Puerto Ricans, who cannot keep up with the buying power of these tax-evading millionaires, increasingly find themselves without access to housing. The downstream effects are troubling; for example, Puerto Rican nonprofits recently announced that they’re having trouble finding transitional housing for domestic violence survivors

These cryptocurrency magnates and real estate speculators do not come to Puerto Rico with the intent of being good neighbors. Many do not even bother to pretend that their relocation to the island is anything but a tax avoidance scheme. Hundreds of articles extol the virtues of Act 22, proclaiming: “The Easy Way To Avoid Federal Income Tax: Move to Puerto Rico.” They have also developed property on what should be environmentally protected areas and often put up barriers that deny locals access to beaches, which are public under Puerto Rican law.  

In some cases, they may also be committing outright fraud. Act 22 beneficiaries must establish “bona fide” Puerto Rico residency by spending at least half the year on the island, but there have long been indicators that investors ignore that rule and continue to live mostly in the U.S. Beneficiaries are also supposed to donate to local charities, but according to reports, many do not follow through.

It is not up to the federal government to tell Puerto Rico what laws or tax incentives it can have. But federal lawmakers can and should ensure that they are fully investigating and prosecuting potential fraud among Act 22 beneficiaries, who are ultimately cheating not just Puerto Ricans but also the federal government and the states where they would otherwise be paying taxes. Failing to do so abets these millionaires and billionaires, turning an already vulnerable nation into an exploited tax haven, adding insult to the ongoing colonial injury of Puerto Rico’s relationship with the United States. 
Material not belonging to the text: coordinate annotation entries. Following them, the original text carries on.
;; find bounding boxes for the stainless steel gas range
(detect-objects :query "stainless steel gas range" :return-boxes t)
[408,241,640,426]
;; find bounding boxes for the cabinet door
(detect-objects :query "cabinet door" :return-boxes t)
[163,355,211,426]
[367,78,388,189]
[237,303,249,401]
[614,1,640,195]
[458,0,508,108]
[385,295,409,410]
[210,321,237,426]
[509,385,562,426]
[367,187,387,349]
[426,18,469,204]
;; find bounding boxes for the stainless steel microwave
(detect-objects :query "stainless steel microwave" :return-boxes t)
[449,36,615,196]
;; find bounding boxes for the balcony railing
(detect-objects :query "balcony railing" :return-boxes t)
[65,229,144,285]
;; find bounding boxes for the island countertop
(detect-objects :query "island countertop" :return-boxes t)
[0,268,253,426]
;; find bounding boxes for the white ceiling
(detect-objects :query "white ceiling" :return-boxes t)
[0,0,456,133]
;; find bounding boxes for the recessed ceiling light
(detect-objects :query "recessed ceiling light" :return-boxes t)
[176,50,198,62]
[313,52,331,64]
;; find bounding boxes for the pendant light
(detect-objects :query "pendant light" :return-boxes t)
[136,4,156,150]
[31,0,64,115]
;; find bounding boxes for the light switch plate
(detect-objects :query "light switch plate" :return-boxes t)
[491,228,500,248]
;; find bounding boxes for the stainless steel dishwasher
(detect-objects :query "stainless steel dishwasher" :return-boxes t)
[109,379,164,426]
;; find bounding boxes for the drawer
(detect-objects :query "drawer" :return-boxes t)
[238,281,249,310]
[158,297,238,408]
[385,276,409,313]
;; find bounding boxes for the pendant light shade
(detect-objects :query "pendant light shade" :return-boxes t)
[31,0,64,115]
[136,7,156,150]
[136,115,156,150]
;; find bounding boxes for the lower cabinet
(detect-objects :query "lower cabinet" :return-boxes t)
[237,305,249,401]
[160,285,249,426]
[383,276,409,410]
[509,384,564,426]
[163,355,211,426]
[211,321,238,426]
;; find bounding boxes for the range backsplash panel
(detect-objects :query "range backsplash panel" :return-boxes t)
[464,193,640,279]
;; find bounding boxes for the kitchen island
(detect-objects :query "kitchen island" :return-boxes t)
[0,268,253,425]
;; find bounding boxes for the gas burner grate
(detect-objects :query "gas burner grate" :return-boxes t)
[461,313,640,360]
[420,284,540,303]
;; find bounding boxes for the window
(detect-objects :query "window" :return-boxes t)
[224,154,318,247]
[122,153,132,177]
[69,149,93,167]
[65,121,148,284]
Fortunately, thanks to continued community pressure, some of the much-needed enforcement is starting to happen.  

Two years ago, the IRS launched an initial review of Act 22 recipients; earlier this summer, the agency announced that it was stepping up some of its investigations. These are positive steps, but they have yet to lead to meaningful change, and political battles about the IRS’s resources and focus could threaten to derail this important work. Congress must ensure that this does not happen by directing the agency to prioritize this issue and by giving it the tools to do so. 

In July, Reps. Raúl Grijalva, Nydia Velázquez, Alexandria Ocasio-Cortez and Ritchie Torres sent a letter to the Government Accountability Office requesting a report on the economic impact of these tax incentives in both Puerto Rico and the U.S. — including the residency history of Act 22 beneficiaries that may serve as evidence of potential fraud. The results of such a study would help drive federal oversight and inform local action in Puerto Rico, where many activists are calling for the overhaul or repeal of these tax incentives. 

Ultimately, Congress must grapple with the fact that this issue is a mere symptom of Puerto Rico’s political limbo. 

The colonial status quo has left Puerto Rico few avenues for sustainable economic development, leading local leaders to rely on attracting wealthy Americans as a substitute for real strategies to address economic development and inequality. That has not only proven ineffective; it has backfired spectacularly to the detriment of Puerto Ricans and honest taxpayers everywhere. 

Alberto C. Medina is a Puerto Rico-born, U.S.-based writer, editor and advocate for Puerto Rican sovereignty. He is president of Boricuas Unidos en la Diáspora (BUDPR), an organization of Puerto Ricans in the U.S. who advocate for decolonization.